WASHINGTON (Reuters) - The federal government and states are girding themselves for the next foreclosure crisis in the country’s housing downturn: payment option adjustable rate mortgages that are beginning to reset.
“Payment option ARMs are about to explode,” Iowa Attorney General Tom Miller said after a Thursday meeting with members of President Barack Obama’s administration to discuss ways to combat mortgage scams.
“That’s the next round of potential foreclosures in our country,” he said.
Option-ARMs are now considered among the riskiest offered during the recent housing boom and have left many borrowers owing more than their homes are worth. These “underwater” mortgages have been a driving force behind rising defaults and mounting foreclosures.
In Arizona, 128,000 of those mortgages will reset over the the next year and many have started to adjust this month, the state’s attorney general, Terry Goddard, told Reuters after the meeting.
“It’s the other shoe,” he said. “I can’t say it’s waiting to drop. It’s dropping now.”
The mortgages differ from other ARMs by offering an option to pay only the interest each month or a low minimum payment that leads to a rising balance in the loan’s principal.
When the balance of the loan reaches a certain level or the mortgage hits a specific date, the borrower must begin making full payments to cover the new amount. The loan’s interest rate also may have been fixed at a low level for the first few years with a so-called teaser rate, but then reset to a higher level.

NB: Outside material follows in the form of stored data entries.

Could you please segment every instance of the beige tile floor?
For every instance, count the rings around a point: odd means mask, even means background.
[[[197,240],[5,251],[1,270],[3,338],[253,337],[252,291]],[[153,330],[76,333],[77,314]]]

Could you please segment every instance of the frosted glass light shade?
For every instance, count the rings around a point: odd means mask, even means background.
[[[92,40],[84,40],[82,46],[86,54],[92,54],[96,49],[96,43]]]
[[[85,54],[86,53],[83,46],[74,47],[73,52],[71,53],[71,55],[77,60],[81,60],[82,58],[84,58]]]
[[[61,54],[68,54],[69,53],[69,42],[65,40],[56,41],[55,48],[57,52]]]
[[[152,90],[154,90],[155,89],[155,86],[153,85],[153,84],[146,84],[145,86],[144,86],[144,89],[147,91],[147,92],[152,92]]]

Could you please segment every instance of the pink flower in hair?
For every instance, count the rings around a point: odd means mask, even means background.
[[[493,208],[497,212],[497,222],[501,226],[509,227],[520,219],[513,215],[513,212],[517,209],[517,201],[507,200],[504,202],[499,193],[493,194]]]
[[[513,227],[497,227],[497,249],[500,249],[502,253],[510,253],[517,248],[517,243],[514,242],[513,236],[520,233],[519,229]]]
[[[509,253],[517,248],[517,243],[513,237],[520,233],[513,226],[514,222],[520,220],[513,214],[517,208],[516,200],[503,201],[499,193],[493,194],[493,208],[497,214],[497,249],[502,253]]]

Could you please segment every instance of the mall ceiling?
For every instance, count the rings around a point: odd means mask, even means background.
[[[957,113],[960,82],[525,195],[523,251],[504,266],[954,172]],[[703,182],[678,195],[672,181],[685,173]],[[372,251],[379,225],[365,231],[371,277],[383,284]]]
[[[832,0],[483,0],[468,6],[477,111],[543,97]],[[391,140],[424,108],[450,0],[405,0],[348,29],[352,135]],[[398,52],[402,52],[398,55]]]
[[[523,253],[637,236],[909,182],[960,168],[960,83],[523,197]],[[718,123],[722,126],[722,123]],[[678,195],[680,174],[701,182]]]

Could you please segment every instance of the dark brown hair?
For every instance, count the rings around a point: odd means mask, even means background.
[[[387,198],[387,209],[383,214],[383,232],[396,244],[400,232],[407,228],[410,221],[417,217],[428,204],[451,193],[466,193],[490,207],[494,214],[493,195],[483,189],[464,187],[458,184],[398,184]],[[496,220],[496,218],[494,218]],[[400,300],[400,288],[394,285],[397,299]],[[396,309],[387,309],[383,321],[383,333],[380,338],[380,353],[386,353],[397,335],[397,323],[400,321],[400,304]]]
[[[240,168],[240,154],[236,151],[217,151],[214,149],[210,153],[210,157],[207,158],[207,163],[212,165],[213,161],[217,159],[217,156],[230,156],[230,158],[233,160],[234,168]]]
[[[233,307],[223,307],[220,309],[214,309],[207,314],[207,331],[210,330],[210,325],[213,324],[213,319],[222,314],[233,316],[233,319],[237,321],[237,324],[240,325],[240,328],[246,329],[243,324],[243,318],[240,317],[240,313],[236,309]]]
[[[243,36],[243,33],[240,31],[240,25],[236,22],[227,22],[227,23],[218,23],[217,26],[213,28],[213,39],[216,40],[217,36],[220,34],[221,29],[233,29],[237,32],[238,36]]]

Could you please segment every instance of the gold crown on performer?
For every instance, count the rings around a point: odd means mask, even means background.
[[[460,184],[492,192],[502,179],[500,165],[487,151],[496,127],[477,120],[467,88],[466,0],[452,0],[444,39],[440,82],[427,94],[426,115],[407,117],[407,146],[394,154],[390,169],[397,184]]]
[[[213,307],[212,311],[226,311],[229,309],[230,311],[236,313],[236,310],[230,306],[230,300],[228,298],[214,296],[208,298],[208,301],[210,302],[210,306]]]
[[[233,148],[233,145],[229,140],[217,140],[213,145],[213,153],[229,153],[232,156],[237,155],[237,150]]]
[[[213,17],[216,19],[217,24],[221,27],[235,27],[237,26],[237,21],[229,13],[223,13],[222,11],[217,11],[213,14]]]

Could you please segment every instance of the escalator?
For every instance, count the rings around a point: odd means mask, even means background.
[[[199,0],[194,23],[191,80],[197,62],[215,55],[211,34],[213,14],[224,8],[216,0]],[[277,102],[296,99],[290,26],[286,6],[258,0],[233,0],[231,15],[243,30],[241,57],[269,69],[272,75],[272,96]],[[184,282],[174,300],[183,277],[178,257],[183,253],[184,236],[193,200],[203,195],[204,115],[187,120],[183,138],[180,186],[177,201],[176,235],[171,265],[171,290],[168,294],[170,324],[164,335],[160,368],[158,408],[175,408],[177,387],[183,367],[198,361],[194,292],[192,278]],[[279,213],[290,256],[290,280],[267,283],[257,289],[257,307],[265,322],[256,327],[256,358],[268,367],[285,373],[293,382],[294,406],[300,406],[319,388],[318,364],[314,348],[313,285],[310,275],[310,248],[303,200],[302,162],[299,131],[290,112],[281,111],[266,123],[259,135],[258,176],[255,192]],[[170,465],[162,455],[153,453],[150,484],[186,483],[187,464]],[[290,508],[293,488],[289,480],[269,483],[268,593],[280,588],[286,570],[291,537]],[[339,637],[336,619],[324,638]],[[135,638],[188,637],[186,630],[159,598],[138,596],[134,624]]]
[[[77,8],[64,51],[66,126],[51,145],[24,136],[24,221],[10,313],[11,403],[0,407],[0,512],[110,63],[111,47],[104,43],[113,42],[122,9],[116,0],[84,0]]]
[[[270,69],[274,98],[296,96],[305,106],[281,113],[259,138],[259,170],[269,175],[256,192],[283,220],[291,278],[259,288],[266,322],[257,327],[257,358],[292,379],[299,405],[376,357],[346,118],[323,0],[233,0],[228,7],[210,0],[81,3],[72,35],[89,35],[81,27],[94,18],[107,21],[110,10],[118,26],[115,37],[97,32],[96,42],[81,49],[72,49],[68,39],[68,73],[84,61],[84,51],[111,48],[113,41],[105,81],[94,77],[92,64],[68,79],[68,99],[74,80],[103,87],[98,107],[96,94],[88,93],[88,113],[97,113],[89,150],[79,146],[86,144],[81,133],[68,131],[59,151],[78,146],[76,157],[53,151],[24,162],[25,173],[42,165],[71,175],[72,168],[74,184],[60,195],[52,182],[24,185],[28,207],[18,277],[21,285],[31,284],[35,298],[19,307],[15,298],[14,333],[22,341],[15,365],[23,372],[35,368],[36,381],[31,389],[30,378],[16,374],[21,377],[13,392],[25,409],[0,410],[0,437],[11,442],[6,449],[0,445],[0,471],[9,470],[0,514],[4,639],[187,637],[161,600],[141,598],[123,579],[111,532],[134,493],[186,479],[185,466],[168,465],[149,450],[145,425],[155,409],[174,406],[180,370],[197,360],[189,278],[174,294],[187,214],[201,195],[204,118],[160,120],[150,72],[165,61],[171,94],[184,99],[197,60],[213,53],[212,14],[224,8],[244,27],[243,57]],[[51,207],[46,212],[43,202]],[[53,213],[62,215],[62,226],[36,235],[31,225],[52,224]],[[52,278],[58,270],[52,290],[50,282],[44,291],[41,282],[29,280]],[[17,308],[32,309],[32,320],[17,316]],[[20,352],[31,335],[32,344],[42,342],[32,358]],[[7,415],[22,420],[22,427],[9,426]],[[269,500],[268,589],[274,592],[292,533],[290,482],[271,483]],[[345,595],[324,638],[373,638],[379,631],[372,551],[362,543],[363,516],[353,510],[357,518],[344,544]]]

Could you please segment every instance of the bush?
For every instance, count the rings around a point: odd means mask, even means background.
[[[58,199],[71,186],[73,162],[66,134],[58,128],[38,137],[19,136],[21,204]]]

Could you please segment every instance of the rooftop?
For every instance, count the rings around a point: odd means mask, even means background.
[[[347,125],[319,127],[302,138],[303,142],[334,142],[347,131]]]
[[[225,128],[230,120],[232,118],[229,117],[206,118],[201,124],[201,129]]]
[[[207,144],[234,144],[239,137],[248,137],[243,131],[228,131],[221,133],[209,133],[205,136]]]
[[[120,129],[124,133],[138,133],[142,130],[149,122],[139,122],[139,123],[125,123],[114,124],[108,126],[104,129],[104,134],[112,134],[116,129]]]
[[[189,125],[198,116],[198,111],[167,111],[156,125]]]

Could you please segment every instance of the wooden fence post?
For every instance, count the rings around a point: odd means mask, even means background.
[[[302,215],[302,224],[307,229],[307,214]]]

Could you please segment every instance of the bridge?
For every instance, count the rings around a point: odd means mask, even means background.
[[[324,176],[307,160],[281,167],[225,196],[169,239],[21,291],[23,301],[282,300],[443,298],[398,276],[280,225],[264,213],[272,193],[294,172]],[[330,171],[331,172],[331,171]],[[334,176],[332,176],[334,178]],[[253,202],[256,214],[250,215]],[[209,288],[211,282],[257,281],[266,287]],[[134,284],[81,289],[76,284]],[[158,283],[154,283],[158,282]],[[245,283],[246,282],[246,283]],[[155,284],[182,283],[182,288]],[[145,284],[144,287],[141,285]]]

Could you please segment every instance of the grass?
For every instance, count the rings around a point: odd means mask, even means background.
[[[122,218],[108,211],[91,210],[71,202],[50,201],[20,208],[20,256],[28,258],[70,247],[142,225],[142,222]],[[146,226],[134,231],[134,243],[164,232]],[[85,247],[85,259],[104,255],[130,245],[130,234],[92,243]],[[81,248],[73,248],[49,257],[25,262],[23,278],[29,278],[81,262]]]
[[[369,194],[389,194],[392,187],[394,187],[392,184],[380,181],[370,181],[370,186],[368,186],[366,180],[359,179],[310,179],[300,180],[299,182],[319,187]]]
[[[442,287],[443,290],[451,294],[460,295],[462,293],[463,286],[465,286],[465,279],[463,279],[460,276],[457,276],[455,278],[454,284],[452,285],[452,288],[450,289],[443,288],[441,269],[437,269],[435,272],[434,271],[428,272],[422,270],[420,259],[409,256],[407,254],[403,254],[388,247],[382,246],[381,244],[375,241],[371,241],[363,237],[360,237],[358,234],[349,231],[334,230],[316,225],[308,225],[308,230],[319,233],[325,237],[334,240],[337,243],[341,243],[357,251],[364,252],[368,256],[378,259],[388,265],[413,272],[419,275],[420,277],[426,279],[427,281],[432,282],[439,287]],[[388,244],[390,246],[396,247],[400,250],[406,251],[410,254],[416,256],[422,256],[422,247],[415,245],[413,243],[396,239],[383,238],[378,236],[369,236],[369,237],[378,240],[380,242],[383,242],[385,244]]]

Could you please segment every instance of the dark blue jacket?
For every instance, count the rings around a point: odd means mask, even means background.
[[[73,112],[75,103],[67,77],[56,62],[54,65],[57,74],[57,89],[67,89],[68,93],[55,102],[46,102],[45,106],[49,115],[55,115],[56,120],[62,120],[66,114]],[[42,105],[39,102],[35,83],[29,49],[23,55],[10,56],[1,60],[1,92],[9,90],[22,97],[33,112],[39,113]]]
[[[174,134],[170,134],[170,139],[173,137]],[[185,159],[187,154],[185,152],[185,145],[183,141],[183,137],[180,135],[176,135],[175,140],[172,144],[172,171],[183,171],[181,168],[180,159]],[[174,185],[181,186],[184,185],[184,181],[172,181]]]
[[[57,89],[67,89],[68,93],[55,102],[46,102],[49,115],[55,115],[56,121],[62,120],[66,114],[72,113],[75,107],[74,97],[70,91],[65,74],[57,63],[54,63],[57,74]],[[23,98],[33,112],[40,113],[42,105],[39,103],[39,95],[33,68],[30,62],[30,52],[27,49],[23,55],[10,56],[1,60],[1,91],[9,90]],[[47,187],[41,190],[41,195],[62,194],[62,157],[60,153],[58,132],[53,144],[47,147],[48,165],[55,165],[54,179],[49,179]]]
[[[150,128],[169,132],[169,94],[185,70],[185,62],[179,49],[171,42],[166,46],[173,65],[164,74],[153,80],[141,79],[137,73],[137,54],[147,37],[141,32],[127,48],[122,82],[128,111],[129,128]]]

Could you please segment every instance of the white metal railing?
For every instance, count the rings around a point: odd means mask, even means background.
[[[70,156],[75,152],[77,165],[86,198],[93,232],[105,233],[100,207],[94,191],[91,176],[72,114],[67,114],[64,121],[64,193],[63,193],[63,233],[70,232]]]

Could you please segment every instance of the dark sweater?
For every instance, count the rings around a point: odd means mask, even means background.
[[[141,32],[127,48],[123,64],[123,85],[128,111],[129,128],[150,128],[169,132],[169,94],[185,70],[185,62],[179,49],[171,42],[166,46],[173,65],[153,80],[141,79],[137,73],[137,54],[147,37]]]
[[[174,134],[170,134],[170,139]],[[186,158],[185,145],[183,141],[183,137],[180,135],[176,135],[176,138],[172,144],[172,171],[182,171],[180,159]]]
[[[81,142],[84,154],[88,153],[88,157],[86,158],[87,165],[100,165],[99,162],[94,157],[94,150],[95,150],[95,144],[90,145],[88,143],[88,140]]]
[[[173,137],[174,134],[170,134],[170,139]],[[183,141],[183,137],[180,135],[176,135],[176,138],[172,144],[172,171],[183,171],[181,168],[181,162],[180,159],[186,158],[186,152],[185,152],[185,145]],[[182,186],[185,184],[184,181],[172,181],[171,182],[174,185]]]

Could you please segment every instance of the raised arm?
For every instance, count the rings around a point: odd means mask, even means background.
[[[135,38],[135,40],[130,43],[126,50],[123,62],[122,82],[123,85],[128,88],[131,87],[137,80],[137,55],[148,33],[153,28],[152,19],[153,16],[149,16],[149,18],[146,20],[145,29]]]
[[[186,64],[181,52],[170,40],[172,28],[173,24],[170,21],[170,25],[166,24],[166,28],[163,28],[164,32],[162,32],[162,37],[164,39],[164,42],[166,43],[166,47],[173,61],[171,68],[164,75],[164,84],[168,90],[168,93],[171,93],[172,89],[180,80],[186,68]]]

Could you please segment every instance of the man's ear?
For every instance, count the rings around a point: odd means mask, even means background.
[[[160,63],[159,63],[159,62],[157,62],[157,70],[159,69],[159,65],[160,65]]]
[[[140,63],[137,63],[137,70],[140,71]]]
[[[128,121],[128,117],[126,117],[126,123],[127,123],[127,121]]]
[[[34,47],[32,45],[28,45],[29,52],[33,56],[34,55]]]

Because the new monthly payments can be five or 10 times what borrowers are accustomed to paying, they “threaten a much greater hit to the consumer than the subprimes,” Goddard said, referring to the mortgages often extended to less credit-worthy
borrowers that fed the first wave of the financial crisis.
Miller said option-ARMs were discussed at Tuesday’s meeting on mortgage scams, which brought state attorneys general from across the country together with U.S. Treasury Secretary Timothy Geithner, Attorney General Eric Holder, Housing and Urban Development Secretary Shaun Donovan, and Federal Trade Commission Chairman Jon Leibowitz.
The mortgages tend to be “jumbo,” or for significantly large amounts, Goddard said, making it even harder for borrowers to sidestep foreclosure. He said he expected to see an increase in scams as distressed homeowners become more desperate to refinance big debts.
Goddard said his office is investigating hundreds of cases where companies have made fraudulent promises, and charged large fees, to mortgage defaulters.
The U.S. housing market has suffered the worst downturn since the Great Depression, and its impact has rippled through the recession-hit economy.
Some signs of stabilization emerged recently, with sales rising and home price declines moderating in many regions of the country. Home prices in some regions have risen.
However, many economists say there is still a huge supply of unsold homes lingering on the market and that, coupled with a frenzy of more foreclosures ahead, should depress home prices for the rest of 2009.
Real estate data firm RealtyTrac, in its August 2009 U.S. Foreclosure Market Report, said foreclosure filings — default notices, scheduled auctions and bank repossessions — were reported on 358,471 U.S. properties during the month, a decrease of less than 1 percent from the previous month, but an increase of nearly 18 percent from the same month a year ago.
The report said one in every 357 U.S. housing units received a foreclosure filing last month.